For this reason, Neustein said the phenomenon of whitewashing a leader’s record is common. She refereed to the tendency as “community inertia.”

“When an opinion or perception is formed up front, any kind of challenge to that perception is something we minimize and push out of our mind,” said Neustein. “We do it with marriage prospects, stocks — and community rabbis.”

If the synagogue was negligent in heeding the warning signs, she said, the blame should rest more upon the institution of the rabbinate than upon members of the board.

“The rabbinate is not on its toes,” she said, citing the many incidents of sexual abuse she has chronicled in her career. “There’s a tsunami out there, and every now and again children and women become the victims.”

Luxury Of Hindsight

Former Kesher board member Stephanie Vidikan defended the synagogue’s leadership, saying there weren’t red flags for them to miss.

“Now, with the luxury of hindsight, we can of course see that something was wrong,” she said. “Hindsight is 20/20. But, prior to this, there was nothing to indicate any type of criminal activity on Freundel’s part.

“This is a horrible thing, but I don’t think there’s any reasonable way the board could have known or suspected this,” she added.

Vidikan, who been instrumental in organizing the post-arrest discussion sessions, said more support groups and open table discussions would undoubtedly be made available to congregants in the coming months, even after the initial shock has subsided.
“The question is where do we go from here,” she said.

Taking Responsibility

One critical step towards recovery is combating the shame and embarrassment that victims of sexual abuse often feel, said Dr. Ziv E. Cohen, a forensic psychiatrist who works on the Upper West Side.

“Even though feeling shame is irrational, it is a normal and expected response in victims of sexual abuse,” said Cohen, who used to be a staff psychiatrist for the Israeli Defense Force, focusing on cases of sexual abuse. “Victims somehow feel it is their fault, or that they could have prevented it. They’re often scared that if they come forward, it will draw attention to something embarrassing about them,” he said.

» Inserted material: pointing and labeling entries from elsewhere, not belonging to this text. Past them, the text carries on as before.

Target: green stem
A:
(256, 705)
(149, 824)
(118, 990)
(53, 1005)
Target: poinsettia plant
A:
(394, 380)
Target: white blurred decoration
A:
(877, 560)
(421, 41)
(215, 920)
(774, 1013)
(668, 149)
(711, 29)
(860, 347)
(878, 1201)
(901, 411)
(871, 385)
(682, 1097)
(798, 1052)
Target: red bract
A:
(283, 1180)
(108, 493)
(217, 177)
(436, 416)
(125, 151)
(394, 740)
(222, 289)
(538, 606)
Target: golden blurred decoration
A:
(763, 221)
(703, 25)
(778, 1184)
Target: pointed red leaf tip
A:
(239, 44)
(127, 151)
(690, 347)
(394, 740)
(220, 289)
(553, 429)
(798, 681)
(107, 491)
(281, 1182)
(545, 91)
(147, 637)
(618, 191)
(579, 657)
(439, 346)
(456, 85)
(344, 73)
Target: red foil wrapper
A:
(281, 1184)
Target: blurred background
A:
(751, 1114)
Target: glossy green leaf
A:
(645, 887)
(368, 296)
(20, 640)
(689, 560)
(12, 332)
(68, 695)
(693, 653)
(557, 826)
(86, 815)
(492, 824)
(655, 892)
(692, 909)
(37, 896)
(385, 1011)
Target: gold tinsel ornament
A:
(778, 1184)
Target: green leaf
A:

This response, though common, can be fought on a communal level, Cohen noted.
“Community leaders can play an essential role by acknowledging that there has been a breach of trust,” he said. “When the community takes responsibility for what happened, it validates the experiences of the victims.”

Frawley-O’Dea said “shunning the victim” is a tendency within the Catholic Church as well as in the Orthodox community.

“When confronted with accusations of abuse, it’s common for the church to back the abuser over the victim,” she said. The most helpful way to recover from an instance of sexual abuse is through “transparency,” she said, though this is “sadly rare.”
“A bishop should come visit the congregation where the abuse occurred to acknowledge what happened, and to apologize,” she said, explaining that that’s the recommended procedure for Catholic churches. “The community needs a space to talk about what happened, and come to grips with their disappointment.”

Officials of the Rabbinical Council of America, the central policy-making body for Orthodox rabbis, paid a visit to Kesher last week to acknowledge and apologize for what happened. Rabbi Freundel was a longtime and influential member of RCA’s executive committee.

All of these efforts have helped the congregation stay unified, said Rella Kaplowitz, another longtime member of Kesher. “We’re all grieving together,” she said.

“Everyone wants to be surrounded by others going through the same rollercoaster of emotions,” she said. “We’re all grappling with the same things. We were betrayed. There are no secrets anymore.”